Les opérations de rachat commençant le 9 septembre seront un véritable test. Si les rendements ne baissent pas de manière significative, le Trésor fait face à un choix plus difficile — augmenter le programme, essayer quelque chose de plus agressif, ou regarder les coûts d’emprunt continuer à grimper. Les traders observent attentivement pour voir dans quelle direction cela va se casser. L’absence d’un plafond formel signifie que le marché a encore la possibilité de pousser les rendements plus haut s’il le souhaite, et cette incertitude est en partie ce qui maintient tout le monde sur le qui-vive.

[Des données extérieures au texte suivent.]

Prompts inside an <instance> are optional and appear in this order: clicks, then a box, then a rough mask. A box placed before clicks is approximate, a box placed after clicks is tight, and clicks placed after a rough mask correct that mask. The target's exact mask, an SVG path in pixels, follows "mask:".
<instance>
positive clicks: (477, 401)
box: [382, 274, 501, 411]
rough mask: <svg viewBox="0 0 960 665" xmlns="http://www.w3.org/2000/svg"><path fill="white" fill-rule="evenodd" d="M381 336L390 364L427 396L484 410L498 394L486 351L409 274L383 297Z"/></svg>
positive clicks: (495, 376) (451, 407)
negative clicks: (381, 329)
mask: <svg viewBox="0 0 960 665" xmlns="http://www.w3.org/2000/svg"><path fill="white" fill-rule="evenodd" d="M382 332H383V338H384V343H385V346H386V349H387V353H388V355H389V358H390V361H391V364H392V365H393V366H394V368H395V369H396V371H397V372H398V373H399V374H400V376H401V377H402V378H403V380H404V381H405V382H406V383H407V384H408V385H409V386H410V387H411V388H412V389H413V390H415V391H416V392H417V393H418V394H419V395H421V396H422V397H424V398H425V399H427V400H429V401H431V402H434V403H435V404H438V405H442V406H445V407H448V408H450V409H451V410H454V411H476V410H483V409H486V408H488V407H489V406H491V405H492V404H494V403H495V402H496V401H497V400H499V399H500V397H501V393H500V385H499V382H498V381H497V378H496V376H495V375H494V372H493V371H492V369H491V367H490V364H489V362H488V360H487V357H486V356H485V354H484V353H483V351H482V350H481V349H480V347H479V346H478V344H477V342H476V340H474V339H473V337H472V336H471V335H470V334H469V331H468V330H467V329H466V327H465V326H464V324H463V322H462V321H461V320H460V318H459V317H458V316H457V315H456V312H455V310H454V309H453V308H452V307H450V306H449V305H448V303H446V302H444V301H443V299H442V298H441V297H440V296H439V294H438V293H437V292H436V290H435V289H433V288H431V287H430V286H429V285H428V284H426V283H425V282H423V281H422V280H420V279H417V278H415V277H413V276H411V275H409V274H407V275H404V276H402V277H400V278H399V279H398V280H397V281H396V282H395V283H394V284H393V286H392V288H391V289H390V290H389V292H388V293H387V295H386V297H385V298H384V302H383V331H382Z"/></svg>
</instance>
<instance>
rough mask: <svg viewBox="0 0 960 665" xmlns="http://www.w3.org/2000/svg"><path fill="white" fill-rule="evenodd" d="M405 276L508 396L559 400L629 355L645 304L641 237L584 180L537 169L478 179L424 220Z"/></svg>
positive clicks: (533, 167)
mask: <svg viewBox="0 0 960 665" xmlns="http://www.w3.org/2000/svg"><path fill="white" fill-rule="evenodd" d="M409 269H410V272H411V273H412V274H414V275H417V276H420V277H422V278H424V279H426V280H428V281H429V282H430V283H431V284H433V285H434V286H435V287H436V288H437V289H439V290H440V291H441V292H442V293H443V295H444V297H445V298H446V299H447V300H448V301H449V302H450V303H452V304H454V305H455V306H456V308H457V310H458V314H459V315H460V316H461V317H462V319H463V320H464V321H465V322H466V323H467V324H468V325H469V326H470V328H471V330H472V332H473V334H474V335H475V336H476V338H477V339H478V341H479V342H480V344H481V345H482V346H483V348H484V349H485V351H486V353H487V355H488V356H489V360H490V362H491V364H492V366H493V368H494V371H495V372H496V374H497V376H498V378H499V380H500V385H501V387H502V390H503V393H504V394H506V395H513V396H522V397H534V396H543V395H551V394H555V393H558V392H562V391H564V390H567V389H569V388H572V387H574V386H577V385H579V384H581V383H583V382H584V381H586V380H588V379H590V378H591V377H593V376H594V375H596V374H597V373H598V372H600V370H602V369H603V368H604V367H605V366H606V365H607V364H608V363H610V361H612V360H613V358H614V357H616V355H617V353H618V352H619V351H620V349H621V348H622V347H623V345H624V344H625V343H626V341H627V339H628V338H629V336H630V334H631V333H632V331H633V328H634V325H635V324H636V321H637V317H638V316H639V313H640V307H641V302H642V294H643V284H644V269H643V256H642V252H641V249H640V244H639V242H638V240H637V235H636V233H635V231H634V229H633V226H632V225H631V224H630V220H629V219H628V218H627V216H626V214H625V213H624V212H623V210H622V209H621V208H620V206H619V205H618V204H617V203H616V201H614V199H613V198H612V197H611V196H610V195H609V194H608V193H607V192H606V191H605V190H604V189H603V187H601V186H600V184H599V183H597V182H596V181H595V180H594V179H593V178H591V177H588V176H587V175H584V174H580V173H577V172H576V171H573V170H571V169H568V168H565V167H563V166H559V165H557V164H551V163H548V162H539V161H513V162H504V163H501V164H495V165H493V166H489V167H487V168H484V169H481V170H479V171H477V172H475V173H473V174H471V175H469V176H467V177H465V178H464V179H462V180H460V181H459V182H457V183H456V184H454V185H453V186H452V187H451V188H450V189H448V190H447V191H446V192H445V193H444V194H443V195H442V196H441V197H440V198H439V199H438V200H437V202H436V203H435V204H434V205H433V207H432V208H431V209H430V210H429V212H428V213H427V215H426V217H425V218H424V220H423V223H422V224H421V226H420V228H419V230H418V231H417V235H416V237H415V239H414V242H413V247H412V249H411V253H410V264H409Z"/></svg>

L’avertissement plus large de Druckenmiller concerne la domination fiscale — l’idée que la politique monétaire finit par servir les besoins d’emprunt du gouvernement plutôt que de contrôler l’inflation. Des rachats répétés, s’ils deviennent une caractéristique permanente, pourraient brouiller considérablement cette ligne. Ce n’est pas encore le cas. Mais la direction du voyage est ce qui inquiète des gens comme lui.
Le tableau de la dette fédérale ne se simplifie pas. À mesure que la dette ancienne moins chère s’éteint et est remplacée par des instruments au prix des taux actuels, les dépenses d’intérêts continuent de croître. Plus d’obligations doivent être vendues. L’offre augmente. Les prix baissent, les rendements augmentent. Le Trésor essaie essentiellement de mettre un doigt sur la balance dans un marché qui est très, très grand.
Entre-temps, le Bitcoin est en hausse de 23,8 % sur la semaine.
Questions Fréquentes
Quel est exactement le plan de rachat d’obligations du Trésor américain ?
Le Trésor prévoit de racheter au moins 4 milliards de dollars par opération en obligations plus anciennes et moins liquides de 10 à 30 ans, du 9 septembre au 4 novembre, sans plafond de rendement formel attaché.
Pourquoi Stanley Druckenmiller a-t-il critiqué les actions du Trésor ?
Druckenmiller a qualifié les rachats de gestion des prix plutôt que de véritable soutien à la liquidité, avertissant qu’ils pourraient réduire la pression sur Washington pour poursuivre de véritables réformes fiscales compte tenu de la dette fédérale de 40 000 milliards de dollars.
Pourquoi le Bitcoin a-t-il augmenté de 23,8 % pendant cette période ?
Les traders ont spéculé que les tactiques de suppression des rendements du Trésor pourraient conduire à des conditions financières plus faciles, rendant les actifs rares comme le Bitcoin plus attrayants en tant que couvertures potentielles contre l’inflation.
Pourquoi c'est important
L'intensification des rachats d'obligations par le Trésor américain soulève des interrogations sur la santé financière des États-Unis, alors que le marché des crypto-monnaies, représenté ici par le Bitcoin, semble bénéficier d'un regain d'intérêt. Cette dichotomie entre une politique monétaire accommodante et la volatilité des actifs numériques souligne les tensions croissantes entre les investissements traditionnels et alternatifs. Les décisions du Trésor, dans un contexte de rendements des obligations à long terme en hausse, pourraient influencer les flux de capitaux vers des actifs perçus comme plus résilients face aux incertitudes économiques.